About six months later, my girlfriend Heather and her husband moved to Northwest Indiana (shudder to think about it) and we don’t get together much anymore. The Boozy Babes are no more. But I realized I still needed the support of other runners. For the first time in my life, I sought out a running club.
Joining a running club is a bit like dating. There’s the stage of mild interest (online research). There’s going to your first run (the blind date). There’s the period of realizing you really like it (the tease). And then the moment you realize you’re hooked (pure love). I’ll admit, I lead with my heart on this one.
But if you’re the kind of person who needs logical arguments, here are a few of my own:
Why Join A Running Club
Accountability. There. I said it. Chicago winters suck. I really don’t like getting out there in the cold and doing longer runs. Joining a running team keeps me on track. I can’t skip a long-run day if there are other people who are counting on me to be there.

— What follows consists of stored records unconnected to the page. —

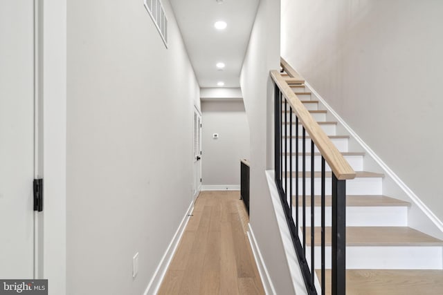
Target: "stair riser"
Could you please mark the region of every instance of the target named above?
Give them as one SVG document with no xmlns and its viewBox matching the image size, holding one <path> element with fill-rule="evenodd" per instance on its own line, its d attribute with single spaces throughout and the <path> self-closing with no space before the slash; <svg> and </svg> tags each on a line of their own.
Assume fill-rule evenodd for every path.
<svg viewBox="0 0 443 295">
<path fill-rule="evenodd" d="M 320 247 L 315 247 L 316 269 L 321 267 Z M 325 267 L 331 268 L 331 247 L 326 247 Z M 307 247 L 311 260 L 311 249 Z M 443 269 L 441 246 L 347 247 L 348 269 Z"/>
<path fill-rule="evenodd" d="M 332 143 L 334 144 L 334 145 L 336 146 L 337 149 L 338 149 L 338 151 L 341 152 L 347 151 L 348 140 L 349 140 L 347 138 L 331 138 L 331 142 L 332 142 Z M 290 142 L 291 142 L 291 140 L 287 140 L 287 147 L 288 151 L 289 150 Z M 296 143 L 297 143 L 297 140 L 295 138 L 293 138 L 292 139 L 292 151 L 294 153 L 296 151 Z M 283 142 L 282 144 L 283 144 L 283 149 L 284 149 L 284 142 Z M 303 146 L 302 144 L 303 144 L 303 140 L 298 140 L 298 149 L 300 151 Z M 306 151 L 311 151 L 311 140 L 309 138 L 306 139 L 306 141 L 305 142 L 305 146 Z M 318 149 L 317 149 L 316 146 L 315 146 L 315 151 L 316 153 L 318 152 Z"/>
<path fill-rule="evenodd" d="M 303 91 L 298 90 L 296 92 L 301 93 L 301 92 L 303 92 Z M 310 94 L 296 94 L 296 95 L 297 95 L 297 97 L 298 97 L 298 99 L 300 100 L 311 100 L 311 97 L 314 97 L 314 95 L 310 95 Z"/>
<path fill-rule="evenodd" d="M 291 89 L 292 89 L 292 91 L 296 93 L 296 92 L 308 92 L 310 91 L 307 87 L 305 86 L 305 87 L 291 87 Z"/>
<path fill-rule="evenodd" d="M 284 149 L 284 146 L 283 146 L 283 149 Z M 288 149 L 288 151 L 289 151 L 289 149 Z M 295 151 L 295 149 L 293 148 L 293 151 Z M 295 155 L 292 156 L 292 166 L 293 166 L 292 171 L 296 171 L 296 158 L 297 157 Z M 351 165 L 354 171 L 361 171 L 363 170 L 363 155 L 345 155 L 345 159 L 347 161 L 349 164 Z M 287 157 L 287 168 L 288 168 L 287 170 L 289 171 L 290 159 L 289 156 Z M 303 160 L 303 157 L 301 155 L 298 156 L 298 171 L 301 171 L 302 169 L 302 166 L 303 166 L 302 160 Z M 305 161 L 306 161 L 306 171 L 311 171 L 311 156 L 307 155 Z M 326 169 L 326 171 L 330 171 L 331 169 L 329 168 L 327 163 L 325 162 L 325 168 Z M 321 171 L 321 157 L 320 155 L 316 155 L 314 157 L 314 171 Z M 284 162 L 283 162 L 283 171 L 285 171 Z"/>
<path fill-rule="evenodd" d="M 289 136 L 289 124 L 283 124 L 282 125 L 282 135 L 284 135 L 285 133 L 284 133 L 284 126 L 287 125 L 287 135 Z M 296 135 L 296 124 L 292 124 L 292 136 L 294 136 Z M 320 127 L 321 127 L 322 129 L 323 129 L 323 131 L 325 131 L 325 133 L 326 133 L 327 135 L 335 135 L 335 131 L 336 131 L 336 125 L 334 124 L 321 124 L 320 125 Z M 298 125 L 298 135 L 299 136 L 302 136 L 302 126 L 301 124 Z M 306 135 L 308 136 L 308 133 L 307 132 L 306 132 Z"/>
<path fill-rule="evenodd" d="M 302 198 L 299 197 L 300 204 Z M 295 206 L 295 200 L 293 201 Z M 302 207 L 298 209 L 298 222 L 302 223 Z M 314 224 L 321 226 L 321 209 L 314 209 Z M 295 210 L 293 217 L 296 219 Z M 325 223 L 332 226 L 332 213 L 331 207 L 325 210 Z M 406 227 L 408 226 L 408 207 L 348 207 L 346 208 L 346 225 L 348 227 Z M 311 207 L 306 207 L 306 225 L 311 227 Z"/>
<path fill-rule="evenodd" d="M 288 108 L 289 110 L 289 108 Z M 284 109 L 283 109 L 284 111 Z M 311 115 L 317 122 L 325 122 L 326 121 L 326 113 L 310 113 Z M 289 114 L 286 113 L 286 120 L 284 117 L 283 118 L 284 122 L 289 122 L 291 118 L 289 117 Z M 292 114 L 292 122 L 296 122 L 296 114 Z"/>
<path fill-rule="evenodd" d="M 306 194 L 311 194 L 311 180 L 306 178 Z M 288 178 L 288 193 L 289 191 L 290 178 Z M 302 193 L 302 178 L 298 180 L 298 193 Z M 355 178 L 346 181 L 346 193 L 348 195 L 381 195 L 381 178 Z M 295 178 L 292 180 L 292 193 L 296 192 Z M 283 187 L 284 187 L 284 179 L 283 179 Z M 320 193 L 321 183 L 320 178 L 314 179 L 314 194 Z M 327 195 L 332 194 L 332 180 L 326 178 L 325 181 L 325 193 Z"/>
</svg>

Knowledge. I’ve been running a while, but still have a lot to learn. I’m always picking up new tips on gear, diet and nutrition, and even non-running workouts/exercises from fellow club members.
Motivation. I’m not talking about the kind of motivation to get out there and run. I’m talking about the motivation to keep going on the longer runs. When you hit mile 16 on your big training runs before the marathon. How do you push on? Having other runners out there with you who know your goals can be critical to staying on track.

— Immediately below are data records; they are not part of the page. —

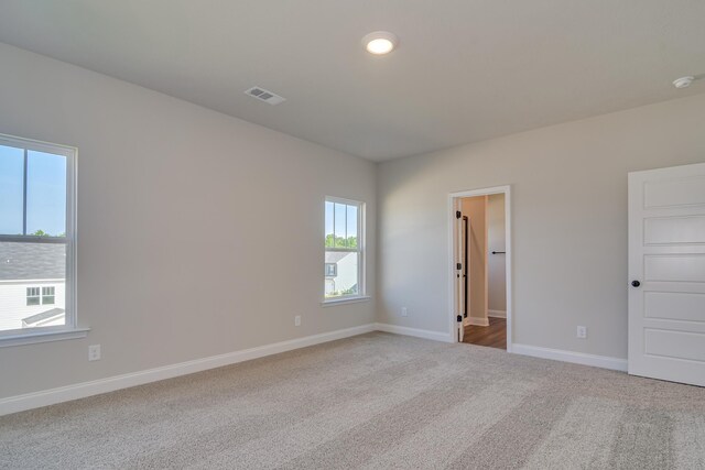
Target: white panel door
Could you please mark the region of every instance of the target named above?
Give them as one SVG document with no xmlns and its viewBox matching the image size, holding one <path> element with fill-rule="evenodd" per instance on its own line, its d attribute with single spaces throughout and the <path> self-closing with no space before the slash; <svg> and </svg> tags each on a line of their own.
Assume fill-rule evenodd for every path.
<svg viewBox="0 0 705 470">
<path fill-rule="evenodd" d="M 629 174 L 629 373 L 705 386 L 705 163 Z"/>
</svg>

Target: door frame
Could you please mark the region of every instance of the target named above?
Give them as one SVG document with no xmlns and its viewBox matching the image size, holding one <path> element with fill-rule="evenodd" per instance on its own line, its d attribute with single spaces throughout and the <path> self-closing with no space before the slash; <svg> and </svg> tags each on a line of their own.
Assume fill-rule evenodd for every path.
<svg viewBox="0 0 705 470">
<path fill-rule="evenodd" d="M 491 196 L 495 194 L 505 195 L 505 270 L 506 270 L 506 286 L 507 286 L 507 352 L 512 350 L 512 324 L 513 324 L 513 303 L 512 303 L 512 243 L 511 243 L 511 186 L 495 186 L 480 189 L 469 189 L 448 194 L 448 319 L 449 319 L 449 332 L 452 342 L 458 342 L 456 329 L 457 320 L 455 307 L 458 303 L 458 289 L 456 280 L 456 266 L 455 266 L 455 233 L 457 231 L 457 223 L 462 219 L 455 217 L 455 211 L 458 209 L 458 203 L 466 197 L 475 196 Z"/>
</svg>

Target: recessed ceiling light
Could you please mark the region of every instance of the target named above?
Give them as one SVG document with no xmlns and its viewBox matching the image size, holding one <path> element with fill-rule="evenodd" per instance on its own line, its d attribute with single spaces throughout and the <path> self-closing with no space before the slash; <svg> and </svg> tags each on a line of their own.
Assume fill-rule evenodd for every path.
<svg viewBox="0 0 705 470">
<path fill-rule="evenodd" d="M 370 54 L 384 55 L 397 47 L 399 37 L 397 37 L 397 34 L 388 31 L 375 31 L 362 37 L 362 44 Z"/>
<path fill-rule="evenodd" d="M 695 77 L 692 76 L 676 78 L 675 80 L 673 80 L 673 86 L 675 88 L 687 88 L 691 86 L 694 79 Z"/>
</svg>

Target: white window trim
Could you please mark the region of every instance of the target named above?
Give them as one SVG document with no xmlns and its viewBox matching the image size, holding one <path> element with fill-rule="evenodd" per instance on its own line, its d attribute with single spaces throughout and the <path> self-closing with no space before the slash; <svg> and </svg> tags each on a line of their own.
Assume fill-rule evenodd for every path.
<svg viewBox="0 0 705 470">
<path fill-rule="evenodd" d="M 359 253 L 359 258 L 358 258 L 358 271 L 357 271 L 357 285 L 358 285 L 358 293 L 356 295 L 346 295 L 346 296 L 340 296 L 340 297 L 334 297 L 334 298 L 326 298 L 326 294 L 325 291 L 323 292 L 323 300 L 321 302 L 321 304 L 323 306 L 333 306 L 333 305 L 340 305 L 340 304 L 350 304 L 350 303 L 355 303 L 355 302 L 365 302 L 368 300 L 370 297 L 367 295 L 367 204 L 361 201 L 361 200 L 355 200 L 355 199 L 345 199 L 341 197 L 336 197 L 336 196 L 326 196 L 324 198 L 324 223 L 325 223 L 325 203 L 337 203 L 337 204 L 346 204 L 349 206 L 357 206 L 358 207 L 358 211 L 357 211 L 357 227 L 358 227 L 358 240 L 357 240 L 357 251 L 350 251 L 350 250 L 345 250 L 345 249 L 326 249 L 325 248 L 325 240 L 324 240 L 324 256 L 325 256 L 325 252 L 326 251 L 346 251 L 346 252 L 351 252 L 351 253 Z M 335 230 L 334 230 L 335 231 Z M 324 230 L 325 233 L 325 230 Z M 334 234 L 335 236 L 335 234 Z M 325 260 L 324 260 L 324 266 L 325 266 Z M 324 277 L 325 280 L 325 277 Z M 324 288 L 325 288 L 325 282 L 324 284 Z"/>
<path fill-rule="evenodd" d="M 66 324 L 61 327 L 42 327 L 37 329 L 13 329 L 0 331 L 0 348 L 6 346 L 30 345 L 34 342 L 57 341 L 62 339 L 84 338 L 89 328 L 77 325 L 77 286 L 76 286 L 76 199 L 78 149 L 47 142 L 0 134 L 0 145 L 26 149 L 35 152 L 52 153 L 66 157 Z M 0 241 L 22 241 L 26 236 L 0 236 Z M 55 237 L 35 237 L 37 243 L 56 242 Z M 40 291 L 41 293 L 41 291 Z"/>
</svg>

Support. We’ve all done long runs and carried our own water and power gels. What if you didn’t have to do that? What if the running club had water stations and cool-down sponges for you? It’s possible. Running clubs provide great logistical support in training for big races.

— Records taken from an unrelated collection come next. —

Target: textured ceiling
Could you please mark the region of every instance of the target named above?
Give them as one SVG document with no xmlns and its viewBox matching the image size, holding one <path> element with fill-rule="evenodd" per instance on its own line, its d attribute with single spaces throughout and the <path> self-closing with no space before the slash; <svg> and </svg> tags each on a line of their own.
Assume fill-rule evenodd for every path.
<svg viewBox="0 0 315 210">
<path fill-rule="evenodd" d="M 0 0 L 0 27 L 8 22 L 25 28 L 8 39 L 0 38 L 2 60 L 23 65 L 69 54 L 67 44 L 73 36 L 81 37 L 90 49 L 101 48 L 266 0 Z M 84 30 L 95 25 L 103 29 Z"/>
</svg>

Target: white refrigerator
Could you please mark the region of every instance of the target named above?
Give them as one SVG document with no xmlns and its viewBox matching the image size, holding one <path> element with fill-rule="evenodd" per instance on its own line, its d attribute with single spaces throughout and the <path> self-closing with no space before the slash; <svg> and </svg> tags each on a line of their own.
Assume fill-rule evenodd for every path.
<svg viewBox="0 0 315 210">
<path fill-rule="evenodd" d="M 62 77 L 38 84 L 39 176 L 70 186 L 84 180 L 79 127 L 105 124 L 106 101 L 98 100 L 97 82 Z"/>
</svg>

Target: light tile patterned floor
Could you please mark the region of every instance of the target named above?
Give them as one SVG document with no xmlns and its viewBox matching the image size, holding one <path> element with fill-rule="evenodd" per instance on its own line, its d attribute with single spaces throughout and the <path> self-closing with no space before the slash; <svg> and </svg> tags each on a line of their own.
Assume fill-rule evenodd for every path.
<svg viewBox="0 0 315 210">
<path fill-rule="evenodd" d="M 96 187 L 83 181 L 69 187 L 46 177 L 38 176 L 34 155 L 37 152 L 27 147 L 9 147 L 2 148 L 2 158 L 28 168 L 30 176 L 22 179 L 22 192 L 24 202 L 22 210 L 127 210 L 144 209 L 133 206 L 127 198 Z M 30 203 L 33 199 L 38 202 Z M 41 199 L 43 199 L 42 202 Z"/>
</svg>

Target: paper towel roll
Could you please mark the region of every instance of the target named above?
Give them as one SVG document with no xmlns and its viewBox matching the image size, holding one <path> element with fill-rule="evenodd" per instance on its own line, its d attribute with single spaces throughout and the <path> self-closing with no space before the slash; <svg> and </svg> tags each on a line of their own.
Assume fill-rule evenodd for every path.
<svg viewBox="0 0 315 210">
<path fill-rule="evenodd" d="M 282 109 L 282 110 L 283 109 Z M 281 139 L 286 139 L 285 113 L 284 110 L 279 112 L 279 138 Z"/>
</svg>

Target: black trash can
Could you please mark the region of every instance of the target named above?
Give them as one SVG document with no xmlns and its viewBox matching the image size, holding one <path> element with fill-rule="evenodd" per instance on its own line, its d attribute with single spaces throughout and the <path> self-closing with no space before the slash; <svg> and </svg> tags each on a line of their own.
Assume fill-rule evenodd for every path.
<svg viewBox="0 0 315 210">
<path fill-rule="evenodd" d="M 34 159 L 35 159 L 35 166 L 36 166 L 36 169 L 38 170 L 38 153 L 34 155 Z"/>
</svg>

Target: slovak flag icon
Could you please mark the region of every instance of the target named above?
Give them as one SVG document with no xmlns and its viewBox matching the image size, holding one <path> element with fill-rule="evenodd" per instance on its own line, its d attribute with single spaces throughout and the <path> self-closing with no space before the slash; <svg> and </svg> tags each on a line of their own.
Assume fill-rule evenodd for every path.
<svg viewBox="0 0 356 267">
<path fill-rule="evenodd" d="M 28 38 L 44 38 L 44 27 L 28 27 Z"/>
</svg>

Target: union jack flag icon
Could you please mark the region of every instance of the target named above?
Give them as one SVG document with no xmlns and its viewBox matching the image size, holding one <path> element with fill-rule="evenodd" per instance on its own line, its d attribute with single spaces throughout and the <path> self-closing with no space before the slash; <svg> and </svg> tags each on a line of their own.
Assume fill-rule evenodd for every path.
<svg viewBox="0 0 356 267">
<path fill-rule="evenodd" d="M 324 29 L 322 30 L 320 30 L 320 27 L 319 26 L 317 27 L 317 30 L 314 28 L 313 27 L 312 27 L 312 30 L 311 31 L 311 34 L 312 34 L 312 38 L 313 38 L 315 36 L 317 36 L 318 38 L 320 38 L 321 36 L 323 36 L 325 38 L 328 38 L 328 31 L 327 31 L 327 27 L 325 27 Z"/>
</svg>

Mentoring. Now that I’ve been running with a couple of different clubs for a few years, I’ve graduated. I still seek out motivation and knowledge from the more experienced runners, but I get to share my passion with other, newer runners. Recently a few young single ladies joined our group and the Boozey Babes has been re-formed!
Logistics. I love traveling to races as part of a group. Rolling up with our matching shirts and feeling like part of the group. It’s also really nice to have someone else take over the driving!
Cross Training. I hate cross-training. I hate going to the gym for weights. Having someone else to keep me accountable and work with me has been incredibly valuable.
Referrals. Last year when I had my foot injury, I really didn’t know who to turn to. Rather than just turn to the list of doctors from my insurance company, I got a referral from a fellow member of the running club who knew a doctor specializing in helping runners recover.
Making Friends. In this era of social media isolation, meeting real people can be a challenge. The members of my running club have become fast friends – both on the track and trail, as well as in other aspects of our lives. I love them.
Fun. Finally, if you are still asking why to join a running club, the answer is: it’s fun.